由於我目前最常碰到的是使用Oxford Nanopore Technology這間公司所開發的奈米孔定序儀所產生的資料,所以處理步驟也都是參考他們公司所提供的技術白皮書來安排的。跟以往NGS時期那些設備所產生的資料最大的不同就是—Nanopore sequencer一次能夠讀出的序列長度幾乎都在4000~6000bp,而以往NGS的設備所產生的序列長度幾乎只有前者的二十分之一。關於Nanopore reads
的部份,之後有機會再詳細介紹。
# Statistics of read properties
NanoPlot -t 4 --fastq input.fastq --plots hex dot
# Adapter trimming
porechop -t 4 -i input.fastq -o trimmed.fastq
# Quality trimming and too-short-read filtering
NanoFilt -q 9 -l 200 < trimmed.fastq > cleaned.fastq
序列比對這部份,根據目前我看到的文獻,只要是使用Nanopore設備去做細菌16s rRNA基因全長定序(長度約在1200kb上下),那在序列比對的部份就會使用LAST或是BLAST來做alignment。但如果是用LAST
,最後產生的會是一個被稱作MAF
格式的文字檔,我會使用LAST
這個軟體包裡頭的maf-convert
這個工具將結果轉換成BLAST
輸出的格式。另外,我這邊所使用的16S rRNA基因的序列都是從NCBI上下載的。
# Building DB
lastdb -uYASS -R01 microbialdb 16S.fasta
# Alignment
lastal -P 4 -q 1 -b 1 -Q 0 -a 1 -e 45 microbialdb cleaned.fastq > aligned.maf
# Convert maf to BLAST tab-text
maf-convert blasttab aligned.maf > aligned.txt
在比對完之後,由於不同種的細菌之間(特別是分類上相當接近的種類)有些序列是相當保守的,意思就是在它們的共同祖先演化的過程當中即使演化出不同種的細菌,但當中仍有些基因的序列並未發生改變。這種序列保守的特性造成了我們在進行序列比對的時候有一定的麻煩,所以我們會根據一些條件來做結果的篩選,像是序列之間的一致的程度、比對錯誤的數量及比對上的長度等等。這邊我暫時先放上我最早使用R
所寫的script,因為我對julia
的掌握還沒有R
來的熟悉,加上在R
裡頭有相當方便的tidyverse
工具包。
# Load required Pkgs
suppressMessages(library(data.table))
suppressMessages(library(tidyverse))
# Set input locations
id_mapping_file <- "id_mapping.txt"
blastOutputs <- "aligned.txt"
# Import inputs
id_mapping <- fread(id_mapping_file, header = FALSE, sep = "\t", stringsAsFactors = FALSE)
setkey(id_mapping, V1)
blastoutput <- fread(blastOutputs, header = FALSE, sep = "\t", stringsAsFactors = FALSE)

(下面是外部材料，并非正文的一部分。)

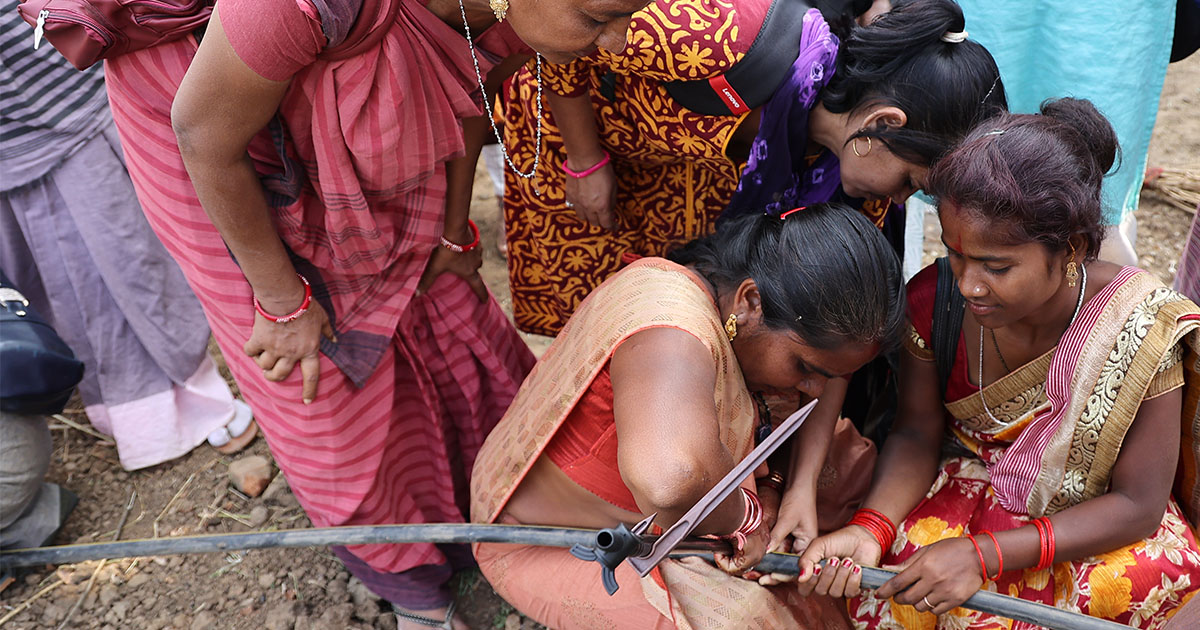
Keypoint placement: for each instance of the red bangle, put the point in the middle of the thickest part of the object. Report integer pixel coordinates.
(463, 249)
(1000, 555)
(1045, 543)
(983, 565)
(293, 315)
(581, 174)
(773, 480)
(751, 520)
(877, 525)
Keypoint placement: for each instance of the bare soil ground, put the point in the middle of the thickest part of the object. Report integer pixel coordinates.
(307, 589)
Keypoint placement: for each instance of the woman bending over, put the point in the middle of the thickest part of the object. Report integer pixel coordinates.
(1039, 461)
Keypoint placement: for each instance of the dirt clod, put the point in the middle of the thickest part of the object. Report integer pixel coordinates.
(251, 474)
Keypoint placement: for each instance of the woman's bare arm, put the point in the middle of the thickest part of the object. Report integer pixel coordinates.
(221, 105)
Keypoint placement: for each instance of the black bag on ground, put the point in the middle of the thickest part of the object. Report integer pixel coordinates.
(37, 370)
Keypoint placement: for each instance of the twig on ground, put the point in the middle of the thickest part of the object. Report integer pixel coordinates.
(240, 517)
(84, 429)
(29, 601)
(1177, 186)
(91, 581)
(209, 513)
(172, 502)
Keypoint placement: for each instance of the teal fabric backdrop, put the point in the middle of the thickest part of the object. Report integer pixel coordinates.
(1110, 52)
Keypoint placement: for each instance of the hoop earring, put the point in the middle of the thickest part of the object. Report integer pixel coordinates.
(1072, 268)
(853, 145)
(499, 7)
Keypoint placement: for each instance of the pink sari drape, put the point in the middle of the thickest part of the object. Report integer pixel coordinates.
(414, 383)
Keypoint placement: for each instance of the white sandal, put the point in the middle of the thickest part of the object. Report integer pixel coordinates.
(238, 432)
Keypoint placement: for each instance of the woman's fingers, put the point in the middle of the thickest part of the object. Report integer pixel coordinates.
(265, 360)
(281, 370)
(310, 373)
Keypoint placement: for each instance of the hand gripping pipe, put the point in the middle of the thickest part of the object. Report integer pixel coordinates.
(547, 537)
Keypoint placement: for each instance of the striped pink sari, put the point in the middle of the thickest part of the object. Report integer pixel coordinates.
(414, 383)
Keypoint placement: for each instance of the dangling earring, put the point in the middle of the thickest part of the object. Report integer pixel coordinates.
(853, 145)
(501, 7)
(1072, 268)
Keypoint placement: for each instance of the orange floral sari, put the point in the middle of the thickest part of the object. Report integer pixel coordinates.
(1057, 430)
(565, 593)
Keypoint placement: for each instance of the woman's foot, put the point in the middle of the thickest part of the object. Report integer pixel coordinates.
(238, 433)
(421, 619)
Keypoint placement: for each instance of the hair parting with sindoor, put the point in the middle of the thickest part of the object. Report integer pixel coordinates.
(1033, 178)
(901, 60)
(825, 273)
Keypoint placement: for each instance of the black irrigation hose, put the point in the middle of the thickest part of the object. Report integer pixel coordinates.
(447, 533)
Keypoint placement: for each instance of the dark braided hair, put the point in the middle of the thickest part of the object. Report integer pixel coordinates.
(901, 60)
(1033, 178)
(826, 273)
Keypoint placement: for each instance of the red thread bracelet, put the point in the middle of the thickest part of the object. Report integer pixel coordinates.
(751, 520)
(581, 174)
(1000, 555)
(877, 525)
(293, 315)
(463, 249)
(1045, 543)
(983, 565)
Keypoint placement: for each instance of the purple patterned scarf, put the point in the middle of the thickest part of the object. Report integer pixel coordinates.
(775, 177)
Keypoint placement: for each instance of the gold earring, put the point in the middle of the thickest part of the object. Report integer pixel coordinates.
(731, 327)
(853, 145)
(1072, 268)
(501, 7)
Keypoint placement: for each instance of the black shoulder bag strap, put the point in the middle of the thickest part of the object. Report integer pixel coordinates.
(948, 306)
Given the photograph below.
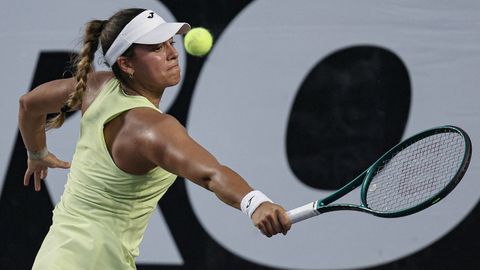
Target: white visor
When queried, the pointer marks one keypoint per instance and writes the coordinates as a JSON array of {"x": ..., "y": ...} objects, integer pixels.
[{"x": 146, "y": 28}]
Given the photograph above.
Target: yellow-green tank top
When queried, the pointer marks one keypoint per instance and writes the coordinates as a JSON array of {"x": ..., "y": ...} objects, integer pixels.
[{"x": 103, "y": 213}]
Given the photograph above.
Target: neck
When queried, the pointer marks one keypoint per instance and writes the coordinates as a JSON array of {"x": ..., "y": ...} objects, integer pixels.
[{"x": 153, "y": 95}]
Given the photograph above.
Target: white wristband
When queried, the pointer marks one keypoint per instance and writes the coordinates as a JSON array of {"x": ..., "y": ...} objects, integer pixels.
[
  {"x": 251, "y": 201},
  {"x": 38, "y": 154}
]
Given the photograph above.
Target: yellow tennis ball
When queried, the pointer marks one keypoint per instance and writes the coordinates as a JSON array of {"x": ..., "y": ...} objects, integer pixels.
[{"x": 198, "y": 41}]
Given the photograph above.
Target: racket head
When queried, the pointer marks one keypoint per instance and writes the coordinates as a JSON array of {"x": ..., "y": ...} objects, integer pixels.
[{"x": 417, "y": 172}]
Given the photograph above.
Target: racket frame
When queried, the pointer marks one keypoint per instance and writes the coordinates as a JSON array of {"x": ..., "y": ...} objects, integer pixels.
[{"x": 365, "y": 178}]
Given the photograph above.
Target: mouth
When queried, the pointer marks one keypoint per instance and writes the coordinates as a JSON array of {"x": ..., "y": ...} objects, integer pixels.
[{"x": 173, "y": 66}]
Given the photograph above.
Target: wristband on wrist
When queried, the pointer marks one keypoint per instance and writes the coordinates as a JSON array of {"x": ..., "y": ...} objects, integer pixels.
[
  {"x": 36, "y": 155},
  {"x": 251, "y": 201}
]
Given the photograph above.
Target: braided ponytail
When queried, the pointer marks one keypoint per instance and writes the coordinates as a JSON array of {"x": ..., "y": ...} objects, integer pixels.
[
  {"x": 96, "y": 32},
  {"x": 83, "y": 65}
]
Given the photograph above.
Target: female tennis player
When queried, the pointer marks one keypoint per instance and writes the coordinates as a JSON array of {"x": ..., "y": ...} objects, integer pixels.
[{"x": 128, "y": 153}]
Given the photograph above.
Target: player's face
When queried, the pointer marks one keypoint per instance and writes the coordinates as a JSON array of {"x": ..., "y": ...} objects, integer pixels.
[{"x": 156, "y": 66}]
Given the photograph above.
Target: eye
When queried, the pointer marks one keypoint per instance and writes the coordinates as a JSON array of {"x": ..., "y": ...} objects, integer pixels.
[{"x": 158, "y": 47}]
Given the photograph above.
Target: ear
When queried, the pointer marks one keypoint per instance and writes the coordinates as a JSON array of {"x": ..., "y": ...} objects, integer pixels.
[{"x": 125, "y": 65}]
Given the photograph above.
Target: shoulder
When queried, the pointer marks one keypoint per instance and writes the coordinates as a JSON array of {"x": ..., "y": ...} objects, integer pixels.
[
  {"x": 96, "y": 80},
  {"x": 151, "y": 128},
  {"x": 148, "y": 119}
]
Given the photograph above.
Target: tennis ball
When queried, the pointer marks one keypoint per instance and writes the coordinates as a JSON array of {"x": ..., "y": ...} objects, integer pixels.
[{"x": 198, "y": 41}]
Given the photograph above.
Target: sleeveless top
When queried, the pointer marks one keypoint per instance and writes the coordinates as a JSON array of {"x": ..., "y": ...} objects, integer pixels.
[{"x": 103, "y": 212}]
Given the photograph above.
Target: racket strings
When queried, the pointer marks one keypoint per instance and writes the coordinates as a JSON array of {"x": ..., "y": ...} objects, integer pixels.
[{"x": 416, "y": 173}]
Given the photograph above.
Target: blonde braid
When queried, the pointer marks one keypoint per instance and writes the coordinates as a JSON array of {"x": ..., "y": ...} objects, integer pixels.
[{"x": 83, "y": 65}]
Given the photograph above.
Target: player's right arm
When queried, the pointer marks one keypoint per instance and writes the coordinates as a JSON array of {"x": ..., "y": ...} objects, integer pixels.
[{"x": 163, "y": 141}]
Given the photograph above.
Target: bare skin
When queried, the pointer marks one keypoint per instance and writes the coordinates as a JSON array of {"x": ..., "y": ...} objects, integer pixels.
[{"x": 158, "y": 139}]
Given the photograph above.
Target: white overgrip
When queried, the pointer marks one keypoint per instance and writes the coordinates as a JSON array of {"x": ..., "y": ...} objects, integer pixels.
[{"x": 302, "y": 212}]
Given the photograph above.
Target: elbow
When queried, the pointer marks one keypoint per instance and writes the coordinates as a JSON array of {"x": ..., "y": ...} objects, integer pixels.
[{"x": 23, "y": 103}]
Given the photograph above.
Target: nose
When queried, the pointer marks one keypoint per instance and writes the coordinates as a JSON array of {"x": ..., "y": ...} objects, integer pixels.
[{"x": 172, "y": 52}]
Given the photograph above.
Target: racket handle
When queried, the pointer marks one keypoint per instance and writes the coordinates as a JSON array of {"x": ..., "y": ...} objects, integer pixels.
[{"x": 302, "y": 212}]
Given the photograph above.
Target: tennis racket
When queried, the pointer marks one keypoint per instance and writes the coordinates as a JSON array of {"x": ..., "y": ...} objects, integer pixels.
[{"x": 410, "y": 177}]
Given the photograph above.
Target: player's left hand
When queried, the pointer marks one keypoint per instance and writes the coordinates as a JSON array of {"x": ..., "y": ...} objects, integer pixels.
[{"x": 271, "y": 219}]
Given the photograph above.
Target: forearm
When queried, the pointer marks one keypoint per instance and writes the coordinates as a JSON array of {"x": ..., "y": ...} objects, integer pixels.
[
  {"x": 228, "y": 186},
  {"x": 32, "y": 128}
]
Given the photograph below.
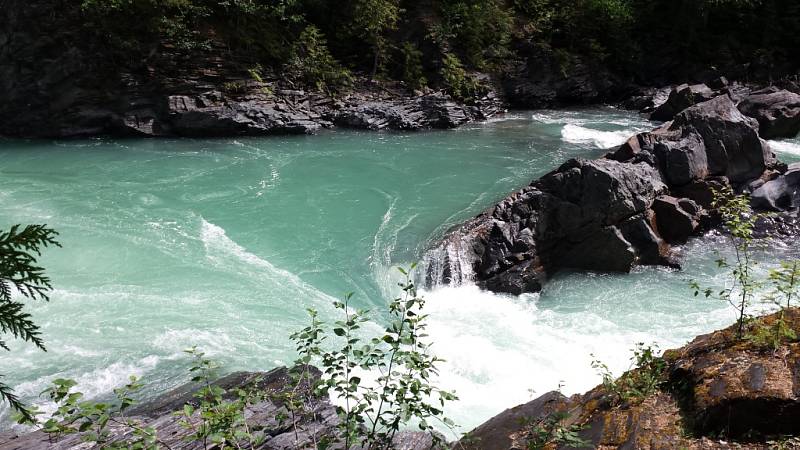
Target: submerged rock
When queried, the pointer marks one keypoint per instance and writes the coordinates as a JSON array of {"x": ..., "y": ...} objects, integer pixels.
[
  {"x": 612, "y": 213},
  {"x": 680, "y": 98}
]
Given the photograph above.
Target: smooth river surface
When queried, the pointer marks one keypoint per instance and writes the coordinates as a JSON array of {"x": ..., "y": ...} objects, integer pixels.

blastoutput_filtered <- blastoutput %>%
dplyr::filter(V3>=90 & V4>=700) %>%
group_by(V1) %>%
dplyr::filter(V3 == max(V3)) %>%
dplyr::filter(V12 == max(V12))
allreadsnum <- length(unique(blastoutput$V1))
readStats <- table(blastoutput_filtered$V2)
refseqIds <- names(readStats)
df <- data.frame(RefseqID = refseqIds,
Lineage = NA,
ReadsNum = NA,
OrgName = NA,
ReadsPerc = NA)
for (i in 1:length(refseqIds)) {
refseqid <- refseqIds[i]
tmp <- id_mapping[.(refseqid)]
lineage <- tmp$V3
orgname <- tmp$V4
readnum <- readStats[refseqid]
perc <- readnum*100/allreadsnum
df$Lineage[i] <- lineage
df$ReadsNum[i] <- readnum
df$ReadsPerc[i] <- perc
df$OrgName[i] <- orgname
}
taxonomy <- paste(df$Lineage, df$OrgName, sep="; ")
output_df <- data.frame(Taxonomy = taxonomy, ReadsNumber = df$ReadsNum)
output_df <- aggregate(output_df$ReadsNumber,
by = list(Taxonomy=output_df$Taxonomy),
FUN = sum)
colnames(output_df)[2] <- "ReadsNumber"
ReadPercentage <- output_df$ReadsNumber*100/allreadsnum
output_df <- cbind(output_df, ReadPercentage)
output_df <- output_df[order(output_df$ReadPercentage, decreasing = TRUE),]
output <- paste0("tax_", sub("\\.\\/Alignment\\/", "", file))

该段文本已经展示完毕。